No woman would want him, not even someone as low class as Rosie. He’d only ever had one real friend, the boy he’d just lied to. And if Chaz could lie to the only person who’d been stand-up, then maybe he was just fat-assed Jizz Jizzum, beneath even a teenaged white-trash tramp’s standards.
Could he cut himself? Laterally slash the forearms from the base of palms to the crooks of the elbows? Maybe a geometric trip, starting in a nip and tuck to the side just beneath the ribs, cutting across left to right (or was it right to left?), down, back the other way, finally up to meet more or less with the starting stab. Making a rusty rectangle, falling out like the grate on an old pot-bellied stove, intestines spilling onto the floor in the excruciating steam of his relief. He’d thrash a bit as he collapsed, then lie coiled in them as if wrapped in ribbons from Christmas, smelling his last meal.

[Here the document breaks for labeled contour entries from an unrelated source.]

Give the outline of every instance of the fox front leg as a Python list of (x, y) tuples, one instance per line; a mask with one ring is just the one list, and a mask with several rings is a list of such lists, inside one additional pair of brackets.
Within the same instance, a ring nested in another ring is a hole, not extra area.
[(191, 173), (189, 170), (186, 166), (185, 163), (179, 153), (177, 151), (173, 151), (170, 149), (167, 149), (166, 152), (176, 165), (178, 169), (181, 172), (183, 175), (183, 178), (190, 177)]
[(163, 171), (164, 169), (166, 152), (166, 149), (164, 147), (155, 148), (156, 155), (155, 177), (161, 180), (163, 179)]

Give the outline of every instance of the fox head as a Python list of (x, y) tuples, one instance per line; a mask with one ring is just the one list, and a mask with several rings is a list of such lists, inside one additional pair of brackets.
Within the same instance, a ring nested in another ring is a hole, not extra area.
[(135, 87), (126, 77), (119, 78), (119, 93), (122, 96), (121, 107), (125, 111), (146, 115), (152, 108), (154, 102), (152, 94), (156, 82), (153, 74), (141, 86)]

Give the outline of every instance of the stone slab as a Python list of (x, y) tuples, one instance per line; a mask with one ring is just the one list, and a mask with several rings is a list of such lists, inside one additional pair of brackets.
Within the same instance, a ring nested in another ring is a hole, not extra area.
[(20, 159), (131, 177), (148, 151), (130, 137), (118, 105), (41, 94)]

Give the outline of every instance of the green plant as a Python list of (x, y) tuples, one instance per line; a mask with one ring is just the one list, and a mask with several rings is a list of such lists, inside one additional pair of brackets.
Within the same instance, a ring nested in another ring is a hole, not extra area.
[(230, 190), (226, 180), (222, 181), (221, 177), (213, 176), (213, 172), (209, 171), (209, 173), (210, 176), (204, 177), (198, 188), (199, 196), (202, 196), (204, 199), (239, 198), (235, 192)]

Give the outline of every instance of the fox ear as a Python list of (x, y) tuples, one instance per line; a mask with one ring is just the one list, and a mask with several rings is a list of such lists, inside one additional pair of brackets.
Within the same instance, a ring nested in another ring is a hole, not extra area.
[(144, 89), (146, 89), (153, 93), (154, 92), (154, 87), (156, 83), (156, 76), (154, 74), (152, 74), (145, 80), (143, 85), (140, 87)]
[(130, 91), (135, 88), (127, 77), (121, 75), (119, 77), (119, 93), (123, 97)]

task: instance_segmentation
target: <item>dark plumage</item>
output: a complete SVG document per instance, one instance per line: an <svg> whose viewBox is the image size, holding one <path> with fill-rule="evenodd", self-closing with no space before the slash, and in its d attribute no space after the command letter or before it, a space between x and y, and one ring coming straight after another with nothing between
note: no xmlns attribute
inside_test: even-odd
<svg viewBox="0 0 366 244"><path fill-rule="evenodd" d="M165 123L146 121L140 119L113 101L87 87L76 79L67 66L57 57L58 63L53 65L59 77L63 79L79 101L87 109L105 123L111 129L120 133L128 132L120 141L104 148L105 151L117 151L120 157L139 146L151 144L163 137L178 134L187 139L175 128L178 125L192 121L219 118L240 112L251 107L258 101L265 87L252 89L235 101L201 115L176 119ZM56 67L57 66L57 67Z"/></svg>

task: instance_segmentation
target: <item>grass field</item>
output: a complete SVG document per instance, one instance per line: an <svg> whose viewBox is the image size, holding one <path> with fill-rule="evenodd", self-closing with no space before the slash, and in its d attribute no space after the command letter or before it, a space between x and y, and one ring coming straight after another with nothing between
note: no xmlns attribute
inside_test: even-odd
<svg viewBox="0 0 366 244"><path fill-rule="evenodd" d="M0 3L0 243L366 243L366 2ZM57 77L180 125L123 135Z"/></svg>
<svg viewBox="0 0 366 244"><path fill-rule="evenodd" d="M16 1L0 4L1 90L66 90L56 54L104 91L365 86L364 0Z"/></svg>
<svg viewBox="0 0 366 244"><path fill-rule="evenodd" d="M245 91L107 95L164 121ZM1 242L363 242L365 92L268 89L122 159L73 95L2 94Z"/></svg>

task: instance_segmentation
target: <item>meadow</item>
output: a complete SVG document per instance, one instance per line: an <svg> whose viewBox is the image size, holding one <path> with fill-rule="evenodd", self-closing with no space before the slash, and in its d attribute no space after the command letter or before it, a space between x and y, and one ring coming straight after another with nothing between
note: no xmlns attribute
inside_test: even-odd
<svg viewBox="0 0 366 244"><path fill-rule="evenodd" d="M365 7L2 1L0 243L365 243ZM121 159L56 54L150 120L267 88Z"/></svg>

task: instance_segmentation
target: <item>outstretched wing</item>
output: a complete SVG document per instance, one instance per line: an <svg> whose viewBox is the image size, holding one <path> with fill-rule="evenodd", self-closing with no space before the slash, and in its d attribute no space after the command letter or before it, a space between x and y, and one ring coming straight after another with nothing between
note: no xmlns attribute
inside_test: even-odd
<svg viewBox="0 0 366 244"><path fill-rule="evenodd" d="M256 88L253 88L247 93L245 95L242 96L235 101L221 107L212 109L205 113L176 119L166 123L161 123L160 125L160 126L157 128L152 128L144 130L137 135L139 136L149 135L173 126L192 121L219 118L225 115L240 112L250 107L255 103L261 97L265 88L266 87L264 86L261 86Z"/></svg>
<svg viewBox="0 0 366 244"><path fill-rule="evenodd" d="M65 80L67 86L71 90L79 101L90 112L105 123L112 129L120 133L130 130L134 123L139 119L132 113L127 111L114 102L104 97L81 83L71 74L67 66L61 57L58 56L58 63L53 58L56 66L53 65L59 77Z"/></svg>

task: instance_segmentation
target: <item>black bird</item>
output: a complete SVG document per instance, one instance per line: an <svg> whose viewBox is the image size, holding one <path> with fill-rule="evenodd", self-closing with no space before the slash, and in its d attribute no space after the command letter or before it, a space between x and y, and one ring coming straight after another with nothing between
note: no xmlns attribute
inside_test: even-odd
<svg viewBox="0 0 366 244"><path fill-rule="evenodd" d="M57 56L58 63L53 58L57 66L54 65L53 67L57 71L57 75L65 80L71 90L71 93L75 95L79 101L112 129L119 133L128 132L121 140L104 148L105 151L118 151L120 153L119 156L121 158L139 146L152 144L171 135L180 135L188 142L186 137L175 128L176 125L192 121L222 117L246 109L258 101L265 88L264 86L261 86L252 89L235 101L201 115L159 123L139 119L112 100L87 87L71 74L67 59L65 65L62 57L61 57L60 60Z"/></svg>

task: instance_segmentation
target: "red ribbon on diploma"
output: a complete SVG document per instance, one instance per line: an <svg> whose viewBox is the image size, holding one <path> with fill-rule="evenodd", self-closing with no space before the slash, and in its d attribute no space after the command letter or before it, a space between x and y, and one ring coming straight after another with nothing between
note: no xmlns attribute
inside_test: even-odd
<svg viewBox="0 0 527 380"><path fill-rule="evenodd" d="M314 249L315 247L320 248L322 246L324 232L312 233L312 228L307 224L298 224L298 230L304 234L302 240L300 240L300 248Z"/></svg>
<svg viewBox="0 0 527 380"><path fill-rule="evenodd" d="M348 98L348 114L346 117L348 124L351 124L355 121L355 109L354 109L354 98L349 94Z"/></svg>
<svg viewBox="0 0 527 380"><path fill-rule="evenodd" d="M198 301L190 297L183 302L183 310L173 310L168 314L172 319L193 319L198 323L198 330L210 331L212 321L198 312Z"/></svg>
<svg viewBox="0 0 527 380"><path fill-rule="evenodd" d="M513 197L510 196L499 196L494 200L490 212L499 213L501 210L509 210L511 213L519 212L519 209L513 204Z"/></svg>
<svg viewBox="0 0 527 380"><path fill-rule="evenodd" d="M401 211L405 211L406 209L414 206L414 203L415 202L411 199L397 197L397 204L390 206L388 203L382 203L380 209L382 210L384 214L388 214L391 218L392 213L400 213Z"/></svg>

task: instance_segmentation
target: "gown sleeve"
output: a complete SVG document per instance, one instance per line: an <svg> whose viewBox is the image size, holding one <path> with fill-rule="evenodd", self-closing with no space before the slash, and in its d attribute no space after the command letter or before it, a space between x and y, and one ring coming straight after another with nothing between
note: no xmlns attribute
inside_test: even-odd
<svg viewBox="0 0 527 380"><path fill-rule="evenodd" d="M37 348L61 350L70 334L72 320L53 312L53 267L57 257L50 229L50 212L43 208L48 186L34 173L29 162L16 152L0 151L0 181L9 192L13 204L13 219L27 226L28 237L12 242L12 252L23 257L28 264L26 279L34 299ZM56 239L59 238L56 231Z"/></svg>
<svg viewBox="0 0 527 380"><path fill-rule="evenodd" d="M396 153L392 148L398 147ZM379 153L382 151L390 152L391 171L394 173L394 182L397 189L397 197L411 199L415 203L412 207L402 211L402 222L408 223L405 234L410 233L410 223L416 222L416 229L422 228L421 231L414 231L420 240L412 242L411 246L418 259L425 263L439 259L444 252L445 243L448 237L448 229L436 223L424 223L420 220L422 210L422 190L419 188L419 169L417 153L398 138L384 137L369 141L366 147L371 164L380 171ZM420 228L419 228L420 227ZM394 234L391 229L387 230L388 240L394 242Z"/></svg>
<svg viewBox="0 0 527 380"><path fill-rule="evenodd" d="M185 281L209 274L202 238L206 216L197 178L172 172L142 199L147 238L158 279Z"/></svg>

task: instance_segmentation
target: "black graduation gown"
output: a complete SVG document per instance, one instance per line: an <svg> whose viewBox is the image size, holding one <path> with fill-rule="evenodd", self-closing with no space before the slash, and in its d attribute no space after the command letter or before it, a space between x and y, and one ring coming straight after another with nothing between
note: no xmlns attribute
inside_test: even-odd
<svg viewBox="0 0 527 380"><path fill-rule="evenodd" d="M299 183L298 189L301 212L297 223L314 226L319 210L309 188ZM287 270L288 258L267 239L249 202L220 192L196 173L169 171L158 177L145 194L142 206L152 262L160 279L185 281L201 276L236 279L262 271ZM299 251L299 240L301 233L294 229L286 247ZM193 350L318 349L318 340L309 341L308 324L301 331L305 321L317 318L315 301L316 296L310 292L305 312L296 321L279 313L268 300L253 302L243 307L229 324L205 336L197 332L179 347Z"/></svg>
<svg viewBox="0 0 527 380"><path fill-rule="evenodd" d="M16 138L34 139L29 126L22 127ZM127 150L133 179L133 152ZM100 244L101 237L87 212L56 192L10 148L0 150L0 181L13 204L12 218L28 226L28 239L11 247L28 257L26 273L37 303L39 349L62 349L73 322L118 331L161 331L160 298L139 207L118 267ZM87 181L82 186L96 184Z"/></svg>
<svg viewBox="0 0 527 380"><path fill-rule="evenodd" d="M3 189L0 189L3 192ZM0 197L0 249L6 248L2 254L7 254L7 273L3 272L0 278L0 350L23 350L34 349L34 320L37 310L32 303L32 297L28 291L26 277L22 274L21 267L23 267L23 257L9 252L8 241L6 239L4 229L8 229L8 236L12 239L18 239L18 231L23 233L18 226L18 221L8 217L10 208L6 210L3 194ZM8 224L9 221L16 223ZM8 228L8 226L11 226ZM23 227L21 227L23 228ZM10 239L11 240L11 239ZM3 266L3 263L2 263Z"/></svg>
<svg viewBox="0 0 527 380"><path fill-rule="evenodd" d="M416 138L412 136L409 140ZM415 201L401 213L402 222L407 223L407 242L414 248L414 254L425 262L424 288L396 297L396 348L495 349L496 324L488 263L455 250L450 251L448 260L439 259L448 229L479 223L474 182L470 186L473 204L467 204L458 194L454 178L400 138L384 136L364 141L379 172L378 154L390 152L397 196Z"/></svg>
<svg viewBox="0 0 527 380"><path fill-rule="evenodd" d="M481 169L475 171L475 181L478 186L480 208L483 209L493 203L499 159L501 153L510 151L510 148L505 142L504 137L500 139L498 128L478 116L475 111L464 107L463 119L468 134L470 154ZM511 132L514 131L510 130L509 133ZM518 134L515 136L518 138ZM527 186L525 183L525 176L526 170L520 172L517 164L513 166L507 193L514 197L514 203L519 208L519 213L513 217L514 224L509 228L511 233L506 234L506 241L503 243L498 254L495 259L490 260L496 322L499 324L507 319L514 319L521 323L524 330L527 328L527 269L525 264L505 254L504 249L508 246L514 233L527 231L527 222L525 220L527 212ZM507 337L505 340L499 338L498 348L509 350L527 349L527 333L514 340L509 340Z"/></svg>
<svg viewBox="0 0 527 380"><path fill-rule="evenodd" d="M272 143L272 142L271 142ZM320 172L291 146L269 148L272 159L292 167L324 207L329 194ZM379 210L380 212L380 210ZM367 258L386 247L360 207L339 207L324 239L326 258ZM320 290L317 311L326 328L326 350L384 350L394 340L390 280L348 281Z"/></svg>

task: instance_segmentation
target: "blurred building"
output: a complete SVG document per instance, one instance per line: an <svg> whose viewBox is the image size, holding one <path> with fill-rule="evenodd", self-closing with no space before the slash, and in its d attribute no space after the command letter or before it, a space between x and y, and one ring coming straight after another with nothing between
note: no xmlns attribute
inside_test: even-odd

Didn’t Dad have a gun? Chaz could stick the barrel in his mouth, licking its blue-black length, tasting oil and the gunpowder sebaceous residue of when it had last been fired. A single roll and click the last thing he’d have to hear, unless one can hear the splitting of the mouth’s roof and the renting of brain and skullbone. Would the teeth sound like popcorn and the sinuses like firecrackers?
Or he’d climb to the school’s gymnasium roof and dive, splattered brainpan and shattered spine. What if he didn’t die, became crippled, not to try again because he was even less than Frank Bunny? What if the kids laughed while he twitched or lay dead, joking about how his fat gut jiggled for minutes after impact?
He
could step in front of a bus. Or lie on train tracks, waiting to be bisected. Or visit the pool, weights about his ankles. He’d stay upon the bottom until he drowned. He could chew up a drinking glass, swallowing shards, knowing what it was to be peeled from the inside out. Or swallow drain cleaner, telling himself it was a fitting symbol for his pain—acid and devouring.
He might use a belt to strangle himself, becoming the big blue boy. Hallucinating as the brain starved for oxygen, fantasies of himself lean like his brothers, of Rosie kneeling before him with a red-lipped smile, of them reflected in his bedroom mirror like a carnal god and goddess. He’d die with a grin and a hard-on.
Too many choices, not enough ways to die. And absolutely no ways to start over.
Chaz shivered, thinking about those sideboard photos of his brothers. Only, they weren’t his brothers—but his uncles. The pics were taken years ago. The uncles died without children. One made quite a lot of money, leaving it to Chaz in a trust fund. He got cash every month which he used for his books, magazines, and videos. Most remained in the fund until he reached 21. He and Marty planned to use it, when it became available, to fuel their publishing company.
He’d seen the childhood photos of his brothers a long time ago but those weren’t out anymore. Not framed, not displayed. Hidden away in a box somewhere with other things to be forgotten—yet not forgiven?
Both killed themselves when they’d been miserable children, fat, unpopular, and never going to see a better situation. Happened before Chaz was born.
His folks decided not to have any more kids, then Mom unexpectedly became expectant at forty-eight. They couldn’t look at him. When they did, they saw Thomas and Steven, two little boys they couldn’t help, maybe seeing their sons the way the bodies had been discovered. Steven at thirteen swallowed a box of carpet tacks, dying in terrible contortion in the garage. Thomas was sixteen when he rigged a hose from the car’s exhaust pipe in through the driver’s side window, sitting there with the engine running and the door closed. (Both died in the garage. Should Chaz make it unanimous?)